Blog Rebuild

Share on:

Like a phoenix from the ashes this blog has been reborn! I thought it might be interesting to talk about the new architecture, as well as the process I went through to migrate it.

TL;DR I used:

  • Hugo to build the site
  • Azure Static Web App for hosting
  • CloudFlare to deal with the top level domain redirection
  • A custom tool called html2md to convert my old HTML content to markdown.

Objectives

  1. Use a static site generator. As much as I like CMS', for the frequency at which I post they are overkill. Not having to maintain server side logic and a database is also a win.
  2. Keep all the old content, including dealing with redirects.
  3. If possible, use this as an opportunity to try new technologies.

Static Site Generation

Hugo logo:right:inline I decided to use Hugo, having had some success with it recently while building the new LIFTI v2 documentation. I used the Clarity theme with some minor customizations, such as swapping out Google Tag Manager for Application Insights to track page views. You can have a look around the site’s code in the GitHub repo.

There are lots of resources out there on creating a site based on Hugo so I won’t go into details here. The Hugo Quick Start is a good example.
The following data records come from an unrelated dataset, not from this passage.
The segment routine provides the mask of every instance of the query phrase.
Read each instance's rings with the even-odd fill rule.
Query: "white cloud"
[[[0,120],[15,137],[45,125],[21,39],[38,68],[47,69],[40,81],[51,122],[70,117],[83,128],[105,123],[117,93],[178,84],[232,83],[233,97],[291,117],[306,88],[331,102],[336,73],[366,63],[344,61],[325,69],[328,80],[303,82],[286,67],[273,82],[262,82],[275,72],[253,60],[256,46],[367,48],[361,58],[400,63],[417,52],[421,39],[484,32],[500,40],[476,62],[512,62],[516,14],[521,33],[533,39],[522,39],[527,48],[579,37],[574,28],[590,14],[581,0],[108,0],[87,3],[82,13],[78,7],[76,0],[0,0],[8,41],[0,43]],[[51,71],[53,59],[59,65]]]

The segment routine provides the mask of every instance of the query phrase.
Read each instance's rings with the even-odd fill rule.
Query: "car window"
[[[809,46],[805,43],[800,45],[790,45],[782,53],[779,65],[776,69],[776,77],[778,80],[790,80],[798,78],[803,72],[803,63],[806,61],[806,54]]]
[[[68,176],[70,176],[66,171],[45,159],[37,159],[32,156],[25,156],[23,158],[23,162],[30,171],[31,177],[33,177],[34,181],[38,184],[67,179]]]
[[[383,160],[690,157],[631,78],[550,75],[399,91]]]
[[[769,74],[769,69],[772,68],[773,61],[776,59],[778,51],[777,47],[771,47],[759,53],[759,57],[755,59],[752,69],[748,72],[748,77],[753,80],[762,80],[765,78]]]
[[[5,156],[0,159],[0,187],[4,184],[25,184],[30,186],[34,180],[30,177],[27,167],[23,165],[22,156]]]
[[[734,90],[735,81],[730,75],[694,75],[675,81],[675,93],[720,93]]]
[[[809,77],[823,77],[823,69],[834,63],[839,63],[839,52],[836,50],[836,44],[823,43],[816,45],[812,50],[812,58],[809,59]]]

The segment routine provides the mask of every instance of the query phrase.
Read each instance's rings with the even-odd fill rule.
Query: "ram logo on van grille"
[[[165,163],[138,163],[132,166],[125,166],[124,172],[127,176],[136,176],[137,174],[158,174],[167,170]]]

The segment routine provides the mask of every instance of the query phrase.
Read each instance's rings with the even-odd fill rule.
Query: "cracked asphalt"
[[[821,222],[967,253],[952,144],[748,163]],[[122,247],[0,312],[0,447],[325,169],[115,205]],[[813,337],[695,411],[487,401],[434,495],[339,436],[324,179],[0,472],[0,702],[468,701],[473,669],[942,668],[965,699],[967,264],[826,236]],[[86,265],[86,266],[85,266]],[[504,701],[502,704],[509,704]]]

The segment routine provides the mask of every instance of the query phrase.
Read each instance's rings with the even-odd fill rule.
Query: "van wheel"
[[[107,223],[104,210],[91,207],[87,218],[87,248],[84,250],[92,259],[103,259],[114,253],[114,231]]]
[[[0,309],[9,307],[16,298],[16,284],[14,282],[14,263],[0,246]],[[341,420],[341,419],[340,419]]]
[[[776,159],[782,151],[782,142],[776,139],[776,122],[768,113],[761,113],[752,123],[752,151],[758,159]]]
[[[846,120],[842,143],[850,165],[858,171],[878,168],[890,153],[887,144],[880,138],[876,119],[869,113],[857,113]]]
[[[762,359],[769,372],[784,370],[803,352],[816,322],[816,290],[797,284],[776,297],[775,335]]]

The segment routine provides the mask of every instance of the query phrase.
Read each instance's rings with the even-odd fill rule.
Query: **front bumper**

Migrating Content With html2md

If all the content in my old site was in markdown this would have been trivial, unfortunately this wasn’t the case - to understand why, here’s a potted history of goatly.net:

  • 2004 Born on Windows Live Spaces (MSN Spaces at that time?)
  • 2010 Windows Live Spaces shuts - Migrated all the content to an Umbraco CMS build
  • 2012 Migrated all the content to an Orchard CMS build

The main takeaway here is that at no point in its history did this blog ever have anything fancy like markdown; it was all badly formatted HTML, tables with out proper thead, etc, transformed multiple times to different platforms.

To help with the conversion process I built a tool called html2md that allowed me to:

  1. Download and convert the raw HTML of my live site
  2. Download any linked images
  3. Update image link addresses
  4. Extract Front Matter metadata from the page, writing it to the header of the converted markdown.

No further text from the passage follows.